SENATOR TO DEPED: EXPLORE PRE-SELECTION OF TEXTBOOKS

/ 4 June 2023

SENATOR Sherwin Gatchalian urges the Department of Education to explore pre-selection of textbooks to speed up procurement process.

“Let’s not reinvent the wheel. Private schools have been doing pre-selection of books for years and if it’s been working for them, why can’t public schools do the same?” Gatchalian said while imploring the DepEd and the Government Procurement Policy Board.

During the meeting of the 2nd Congressional Commission on Education, Doris Ferrer, PEAC Executive Director and EDCOM 2 Advisory Council member, highlighted the fact that textbooks and learning materials do not reach public schools on time due to the low quality of manuscripts submitted by suppliers, high cost of materials, suppliers’ failure to meet the deadline in printing and delivery, and limited participating bidders.

DepEd Bureau of Learning Resources Director Ariz Cawilan noted several challenges hound the textbook development process in public schools.

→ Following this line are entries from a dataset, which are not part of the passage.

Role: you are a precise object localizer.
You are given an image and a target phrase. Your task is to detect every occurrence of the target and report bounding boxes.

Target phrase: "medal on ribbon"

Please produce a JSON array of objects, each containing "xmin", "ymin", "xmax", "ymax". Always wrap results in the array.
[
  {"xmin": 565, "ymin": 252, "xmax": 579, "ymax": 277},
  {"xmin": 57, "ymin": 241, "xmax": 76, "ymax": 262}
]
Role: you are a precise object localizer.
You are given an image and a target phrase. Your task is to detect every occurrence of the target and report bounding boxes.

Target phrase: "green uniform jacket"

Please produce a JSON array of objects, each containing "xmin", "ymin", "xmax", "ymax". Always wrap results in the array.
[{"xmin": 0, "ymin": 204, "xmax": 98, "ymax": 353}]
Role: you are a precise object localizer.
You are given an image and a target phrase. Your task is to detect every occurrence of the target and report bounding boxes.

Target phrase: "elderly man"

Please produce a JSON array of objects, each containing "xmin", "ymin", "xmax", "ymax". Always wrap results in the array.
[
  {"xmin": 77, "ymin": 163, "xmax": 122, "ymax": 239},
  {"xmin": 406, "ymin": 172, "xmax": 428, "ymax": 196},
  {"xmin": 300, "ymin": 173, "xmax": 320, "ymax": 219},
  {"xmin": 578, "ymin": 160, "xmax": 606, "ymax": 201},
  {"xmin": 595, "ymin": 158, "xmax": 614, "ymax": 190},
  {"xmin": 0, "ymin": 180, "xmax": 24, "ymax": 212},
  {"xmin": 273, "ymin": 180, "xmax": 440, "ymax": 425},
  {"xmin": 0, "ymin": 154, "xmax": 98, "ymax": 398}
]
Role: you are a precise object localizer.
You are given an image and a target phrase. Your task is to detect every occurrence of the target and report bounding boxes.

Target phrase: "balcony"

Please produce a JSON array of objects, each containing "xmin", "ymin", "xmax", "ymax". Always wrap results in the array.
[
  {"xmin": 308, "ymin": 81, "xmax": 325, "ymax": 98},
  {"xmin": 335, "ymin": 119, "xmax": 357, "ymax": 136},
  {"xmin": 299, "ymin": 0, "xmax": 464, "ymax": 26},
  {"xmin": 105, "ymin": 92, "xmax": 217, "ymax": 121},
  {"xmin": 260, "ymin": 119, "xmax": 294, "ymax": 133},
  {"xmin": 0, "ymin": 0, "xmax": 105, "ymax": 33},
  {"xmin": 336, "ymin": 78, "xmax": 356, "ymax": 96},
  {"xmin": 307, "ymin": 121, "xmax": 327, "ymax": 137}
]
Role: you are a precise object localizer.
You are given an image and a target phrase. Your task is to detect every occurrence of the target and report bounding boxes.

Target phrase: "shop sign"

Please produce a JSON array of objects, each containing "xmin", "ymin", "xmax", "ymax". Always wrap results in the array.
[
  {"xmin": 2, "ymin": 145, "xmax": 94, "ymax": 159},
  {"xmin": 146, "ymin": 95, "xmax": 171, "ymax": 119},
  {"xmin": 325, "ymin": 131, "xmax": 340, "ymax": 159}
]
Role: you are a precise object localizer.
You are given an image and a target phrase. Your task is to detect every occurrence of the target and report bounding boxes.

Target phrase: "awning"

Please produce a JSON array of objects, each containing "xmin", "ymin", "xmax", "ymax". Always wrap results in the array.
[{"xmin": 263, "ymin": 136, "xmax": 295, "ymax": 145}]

These include the need for a more efficient procurement process for production and delivery strategy, failure of bidding due to limited qualified suppliers, failure to meet technical requirements, and low participation of prospective bidders, and late deliveries due to fortuitous events and uncontrollable market forces as to the availability of supply, as well as geographical challenges that make the delivery to the target recipients difficult.

He also said as DepEd is set to begin the rollout of the revised K to 10 curriculum in SY 2024-2025, a call for Grades 1, 4, and 7 textbooks will be issued while the Senior High School Curriculum is being reviewed.

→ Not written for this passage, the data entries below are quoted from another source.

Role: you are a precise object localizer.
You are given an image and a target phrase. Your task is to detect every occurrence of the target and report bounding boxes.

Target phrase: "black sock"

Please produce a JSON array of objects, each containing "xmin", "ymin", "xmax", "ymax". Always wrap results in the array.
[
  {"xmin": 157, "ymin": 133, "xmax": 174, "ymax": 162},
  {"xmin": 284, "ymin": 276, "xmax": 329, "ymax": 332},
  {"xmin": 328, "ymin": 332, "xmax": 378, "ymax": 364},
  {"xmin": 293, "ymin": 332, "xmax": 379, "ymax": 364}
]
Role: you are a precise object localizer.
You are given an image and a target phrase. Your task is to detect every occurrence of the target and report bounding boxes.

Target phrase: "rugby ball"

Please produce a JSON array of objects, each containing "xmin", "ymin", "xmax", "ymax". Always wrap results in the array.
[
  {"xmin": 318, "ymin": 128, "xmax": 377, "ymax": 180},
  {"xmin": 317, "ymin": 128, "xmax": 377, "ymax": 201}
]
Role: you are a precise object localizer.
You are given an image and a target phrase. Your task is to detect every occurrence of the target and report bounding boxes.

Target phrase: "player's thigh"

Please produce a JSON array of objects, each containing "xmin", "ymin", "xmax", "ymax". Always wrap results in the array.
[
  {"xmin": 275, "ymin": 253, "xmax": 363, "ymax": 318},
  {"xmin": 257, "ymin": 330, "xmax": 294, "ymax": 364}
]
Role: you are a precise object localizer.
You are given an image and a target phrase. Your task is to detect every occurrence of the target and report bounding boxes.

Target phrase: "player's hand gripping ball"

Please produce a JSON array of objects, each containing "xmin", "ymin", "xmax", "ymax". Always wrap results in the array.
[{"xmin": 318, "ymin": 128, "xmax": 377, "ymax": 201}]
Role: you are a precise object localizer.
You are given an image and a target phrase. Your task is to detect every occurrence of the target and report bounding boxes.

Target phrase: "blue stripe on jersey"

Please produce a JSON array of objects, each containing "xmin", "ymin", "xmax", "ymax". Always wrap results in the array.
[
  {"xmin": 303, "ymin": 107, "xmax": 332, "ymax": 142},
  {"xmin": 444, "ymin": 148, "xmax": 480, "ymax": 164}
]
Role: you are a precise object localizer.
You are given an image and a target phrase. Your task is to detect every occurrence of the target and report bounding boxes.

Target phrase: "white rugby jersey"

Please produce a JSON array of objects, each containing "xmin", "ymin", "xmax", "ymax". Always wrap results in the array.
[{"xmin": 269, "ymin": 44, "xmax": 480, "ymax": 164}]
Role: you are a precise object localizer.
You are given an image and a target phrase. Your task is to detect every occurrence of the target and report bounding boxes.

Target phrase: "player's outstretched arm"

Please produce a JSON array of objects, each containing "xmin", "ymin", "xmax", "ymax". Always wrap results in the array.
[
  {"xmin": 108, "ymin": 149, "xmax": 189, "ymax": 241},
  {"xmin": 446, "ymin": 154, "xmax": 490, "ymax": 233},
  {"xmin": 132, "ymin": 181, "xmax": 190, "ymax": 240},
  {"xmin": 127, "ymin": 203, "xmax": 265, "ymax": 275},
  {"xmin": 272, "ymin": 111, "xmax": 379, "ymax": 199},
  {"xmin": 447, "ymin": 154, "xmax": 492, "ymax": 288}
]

Gatchalian, on the other hand, posed the question of whether the government can just choose from a set of already-published books to alleviate the delays in manuscript revision.

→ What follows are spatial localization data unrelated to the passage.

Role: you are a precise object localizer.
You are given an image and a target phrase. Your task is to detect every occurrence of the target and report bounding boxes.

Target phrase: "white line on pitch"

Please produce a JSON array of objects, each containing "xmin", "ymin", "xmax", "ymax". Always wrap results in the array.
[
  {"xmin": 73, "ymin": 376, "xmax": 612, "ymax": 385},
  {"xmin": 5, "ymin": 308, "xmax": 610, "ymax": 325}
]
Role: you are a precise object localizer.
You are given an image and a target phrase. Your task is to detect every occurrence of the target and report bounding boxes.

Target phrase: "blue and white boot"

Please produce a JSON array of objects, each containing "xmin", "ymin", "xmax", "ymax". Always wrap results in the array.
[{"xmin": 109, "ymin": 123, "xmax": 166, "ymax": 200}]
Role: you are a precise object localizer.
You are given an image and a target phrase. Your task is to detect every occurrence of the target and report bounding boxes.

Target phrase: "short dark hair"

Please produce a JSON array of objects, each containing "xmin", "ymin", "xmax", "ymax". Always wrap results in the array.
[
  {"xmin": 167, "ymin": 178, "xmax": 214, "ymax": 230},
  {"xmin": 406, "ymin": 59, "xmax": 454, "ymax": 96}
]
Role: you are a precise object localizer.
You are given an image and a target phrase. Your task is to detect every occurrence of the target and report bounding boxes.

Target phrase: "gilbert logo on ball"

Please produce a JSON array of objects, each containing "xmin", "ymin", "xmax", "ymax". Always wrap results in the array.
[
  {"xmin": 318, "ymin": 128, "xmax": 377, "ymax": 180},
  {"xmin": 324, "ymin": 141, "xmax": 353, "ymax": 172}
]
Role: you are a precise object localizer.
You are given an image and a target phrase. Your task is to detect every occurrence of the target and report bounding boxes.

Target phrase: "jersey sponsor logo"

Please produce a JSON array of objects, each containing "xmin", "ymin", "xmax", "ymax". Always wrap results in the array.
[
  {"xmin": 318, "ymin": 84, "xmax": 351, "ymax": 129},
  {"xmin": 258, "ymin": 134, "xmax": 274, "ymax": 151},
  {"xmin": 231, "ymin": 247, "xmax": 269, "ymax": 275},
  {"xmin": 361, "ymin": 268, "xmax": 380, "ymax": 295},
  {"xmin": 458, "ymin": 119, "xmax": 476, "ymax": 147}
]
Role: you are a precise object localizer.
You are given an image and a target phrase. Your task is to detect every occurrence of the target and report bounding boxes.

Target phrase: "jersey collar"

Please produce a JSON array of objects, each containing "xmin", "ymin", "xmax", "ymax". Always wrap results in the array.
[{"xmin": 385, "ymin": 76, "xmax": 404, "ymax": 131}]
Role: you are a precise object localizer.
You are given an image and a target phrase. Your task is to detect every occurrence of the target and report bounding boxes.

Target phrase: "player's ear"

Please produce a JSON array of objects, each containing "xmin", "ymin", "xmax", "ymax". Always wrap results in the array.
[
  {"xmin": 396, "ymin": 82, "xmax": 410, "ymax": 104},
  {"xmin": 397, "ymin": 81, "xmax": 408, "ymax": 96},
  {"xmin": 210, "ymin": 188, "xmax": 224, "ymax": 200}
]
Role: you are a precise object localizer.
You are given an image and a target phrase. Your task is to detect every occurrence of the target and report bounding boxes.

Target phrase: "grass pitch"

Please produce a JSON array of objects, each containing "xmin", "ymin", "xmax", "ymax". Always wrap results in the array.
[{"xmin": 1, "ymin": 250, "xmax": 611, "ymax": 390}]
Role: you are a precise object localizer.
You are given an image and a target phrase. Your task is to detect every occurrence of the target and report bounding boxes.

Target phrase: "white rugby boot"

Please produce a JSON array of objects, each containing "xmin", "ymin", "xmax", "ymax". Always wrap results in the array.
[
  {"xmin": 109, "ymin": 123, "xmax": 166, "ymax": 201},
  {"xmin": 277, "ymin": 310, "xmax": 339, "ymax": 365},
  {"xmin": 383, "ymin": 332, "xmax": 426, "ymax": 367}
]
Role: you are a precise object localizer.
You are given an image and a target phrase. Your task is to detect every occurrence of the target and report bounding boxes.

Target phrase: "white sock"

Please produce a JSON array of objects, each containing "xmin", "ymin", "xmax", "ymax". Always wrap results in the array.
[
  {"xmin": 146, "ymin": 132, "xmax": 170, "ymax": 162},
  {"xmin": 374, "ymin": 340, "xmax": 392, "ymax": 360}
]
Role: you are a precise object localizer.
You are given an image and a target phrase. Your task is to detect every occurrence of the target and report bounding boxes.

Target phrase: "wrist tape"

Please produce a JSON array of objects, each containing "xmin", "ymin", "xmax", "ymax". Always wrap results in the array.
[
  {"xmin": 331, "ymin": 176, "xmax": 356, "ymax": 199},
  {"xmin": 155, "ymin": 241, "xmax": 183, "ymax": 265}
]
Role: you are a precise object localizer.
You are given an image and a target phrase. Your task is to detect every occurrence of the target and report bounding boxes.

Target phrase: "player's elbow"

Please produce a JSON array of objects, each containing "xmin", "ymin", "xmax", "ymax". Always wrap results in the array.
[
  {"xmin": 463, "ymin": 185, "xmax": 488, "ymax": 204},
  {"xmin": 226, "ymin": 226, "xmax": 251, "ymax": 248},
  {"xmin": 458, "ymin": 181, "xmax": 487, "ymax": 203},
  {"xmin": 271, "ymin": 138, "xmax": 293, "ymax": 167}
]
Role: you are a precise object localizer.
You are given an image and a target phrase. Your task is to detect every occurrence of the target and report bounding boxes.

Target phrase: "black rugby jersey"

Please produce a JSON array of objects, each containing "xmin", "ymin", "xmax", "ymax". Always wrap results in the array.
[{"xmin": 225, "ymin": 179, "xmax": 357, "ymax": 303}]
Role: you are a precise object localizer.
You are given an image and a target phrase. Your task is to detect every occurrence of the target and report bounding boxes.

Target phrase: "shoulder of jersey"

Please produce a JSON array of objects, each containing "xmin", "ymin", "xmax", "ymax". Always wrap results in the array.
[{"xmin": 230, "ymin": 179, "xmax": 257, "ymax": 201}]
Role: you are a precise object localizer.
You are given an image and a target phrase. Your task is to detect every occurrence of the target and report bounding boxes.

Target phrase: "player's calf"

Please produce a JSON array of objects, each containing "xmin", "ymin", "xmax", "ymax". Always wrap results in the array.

“‘Yung manuscript development, which is the basis for publishing, doon pa lang tayo nade-delay na eh. Can we just choose from a set of existing books already? Instead of developing the manuscript, why don’t we just evaluate existing books?” Gatchalian said.

“The task of EDCOM is to have that aspiration to give one book per learner. We will not solve it if we do the same thing again: develop a manuscript, print it on our own, deliver it all the way to the last school in the country – after 10 years, that’s only when we’re going to see the real problem,” Gatchalian said.

“If we’re just going to do the original procurement process again, even if hopefully we can shorten it to 180, 120 days, it will still be the same problem,” he added.